Je peux, hélas, le recopier intégralement aujourd’hui.



USA drapeau aigle nu

« Les USA en récession de 3 % ! »

Mes chères contrariennes, mes chers contrariens !
Il y a quelques jours, dans l’édito du Contrarien Matin, j’attirais votre attention sur le fait que toutes les prévisions économiques étaient fausses.

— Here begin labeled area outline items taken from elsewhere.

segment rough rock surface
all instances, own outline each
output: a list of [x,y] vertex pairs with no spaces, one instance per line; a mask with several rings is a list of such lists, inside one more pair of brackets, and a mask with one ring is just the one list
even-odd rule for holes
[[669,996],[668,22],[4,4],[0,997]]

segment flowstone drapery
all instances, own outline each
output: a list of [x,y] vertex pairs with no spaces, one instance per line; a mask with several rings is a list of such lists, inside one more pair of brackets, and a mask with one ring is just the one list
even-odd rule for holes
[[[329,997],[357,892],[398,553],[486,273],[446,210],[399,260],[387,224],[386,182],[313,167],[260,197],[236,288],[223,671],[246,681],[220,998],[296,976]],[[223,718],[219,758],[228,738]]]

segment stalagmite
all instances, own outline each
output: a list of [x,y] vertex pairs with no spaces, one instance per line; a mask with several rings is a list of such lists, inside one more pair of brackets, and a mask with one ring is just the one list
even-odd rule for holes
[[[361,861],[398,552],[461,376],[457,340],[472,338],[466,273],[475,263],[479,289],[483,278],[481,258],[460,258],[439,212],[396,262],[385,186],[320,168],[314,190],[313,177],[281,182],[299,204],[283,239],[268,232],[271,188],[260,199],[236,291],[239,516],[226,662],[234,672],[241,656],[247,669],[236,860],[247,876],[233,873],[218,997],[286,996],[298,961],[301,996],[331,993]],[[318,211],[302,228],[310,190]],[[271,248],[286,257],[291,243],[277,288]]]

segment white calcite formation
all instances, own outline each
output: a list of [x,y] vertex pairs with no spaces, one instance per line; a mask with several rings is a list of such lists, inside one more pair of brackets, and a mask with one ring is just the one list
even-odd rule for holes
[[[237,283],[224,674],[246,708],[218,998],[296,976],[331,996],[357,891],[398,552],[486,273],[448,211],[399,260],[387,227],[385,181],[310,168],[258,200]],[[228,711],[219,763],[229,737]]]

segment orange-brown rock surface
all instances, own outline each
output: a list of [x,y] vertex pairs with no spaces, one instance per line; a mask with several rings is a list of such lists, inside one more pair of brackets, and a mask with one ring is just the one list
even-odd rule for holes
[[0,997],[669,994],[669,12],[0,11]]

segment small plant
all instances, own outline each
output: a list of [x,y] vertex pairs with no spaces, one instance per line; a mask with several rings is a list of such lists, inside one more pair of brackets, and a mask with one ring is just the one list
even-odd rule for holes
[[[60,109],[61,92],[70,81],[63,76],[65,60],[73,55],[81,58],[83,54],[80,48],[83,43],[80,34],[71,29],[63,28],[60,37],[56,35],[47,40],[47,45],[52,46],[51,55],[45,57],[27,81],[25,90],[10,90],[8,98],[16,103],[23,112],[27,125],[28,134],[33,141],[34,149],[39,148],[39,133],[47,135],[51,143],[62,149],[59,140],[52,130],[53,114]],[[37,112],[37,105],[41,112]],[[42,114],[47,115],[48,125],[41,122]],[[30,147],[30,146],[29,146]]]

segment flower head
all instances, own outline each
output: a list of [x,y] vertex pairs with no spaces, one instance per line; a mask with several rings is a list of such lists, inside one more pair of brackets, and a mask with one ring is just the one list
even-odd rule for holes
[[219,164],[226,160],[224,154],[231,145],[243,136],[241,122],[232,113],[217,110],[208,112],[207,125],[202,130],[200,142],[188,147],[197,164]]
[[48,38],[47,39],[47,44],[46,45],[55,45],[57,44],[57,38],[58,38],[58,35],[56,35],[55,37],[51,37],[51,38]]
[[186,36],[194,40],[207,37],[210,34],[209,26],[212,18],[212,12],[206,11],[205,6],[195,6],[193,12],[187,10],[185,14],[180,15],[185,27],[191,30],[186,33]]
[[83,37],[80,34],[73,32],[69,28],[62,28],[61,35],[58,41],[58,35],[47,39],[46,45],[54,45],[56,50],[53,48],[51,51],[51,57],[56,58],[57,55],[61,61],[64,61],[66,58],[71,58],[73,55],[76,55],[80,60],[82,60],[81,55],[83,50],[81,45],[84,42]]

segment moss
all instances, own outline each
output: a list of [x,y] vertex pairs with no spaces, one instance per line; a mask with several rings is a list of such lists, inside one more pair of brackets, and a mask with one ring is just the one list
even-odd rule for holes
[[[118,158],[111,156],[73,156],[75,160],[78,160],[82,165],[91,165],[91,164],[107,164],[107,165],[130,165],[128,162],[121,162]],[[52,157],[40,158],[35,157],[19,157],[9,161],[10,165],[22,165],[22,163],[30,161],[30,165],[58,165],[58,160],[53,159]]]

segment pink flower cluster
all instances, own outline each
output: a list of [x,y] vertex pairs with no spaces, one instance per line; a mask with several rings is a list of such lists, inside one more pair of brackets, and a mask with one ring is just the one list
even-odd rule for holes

Pas fausses uniquement par erreur d’appréciation mais bien par une volonté manifeste des autorités politico-économiques de contrôler au mieux les anticipations des agents économiques.
L’idée c’est évidemment d’afficher un optimisme à toute épreuve pour chaque trimestre prochain ou pour chaque année suivante.
Vous trouverez en bas de page le lien pour relire cet article.
Bref, le problème de ces prévisions et de ces statistiques c’est qu’à un moment ou à un autre vous êtes obligés de faire des « révisions », c’est-à-dire des corrections dans les chiffres publiés (qui sont là pour remonter le moral au cric des investisseurs et déclencher aussi bien l’investissement des entreprises que la consommation des ménages).
Ainsi, la croissance du premier trimestre aux États-Unis vient d’être calculée pour la troisième fois et au dernier pointage, les USA connaissent une récession de presque 3 % de leur PIB, ce qui n’est pas négligeable vous en conviendrez.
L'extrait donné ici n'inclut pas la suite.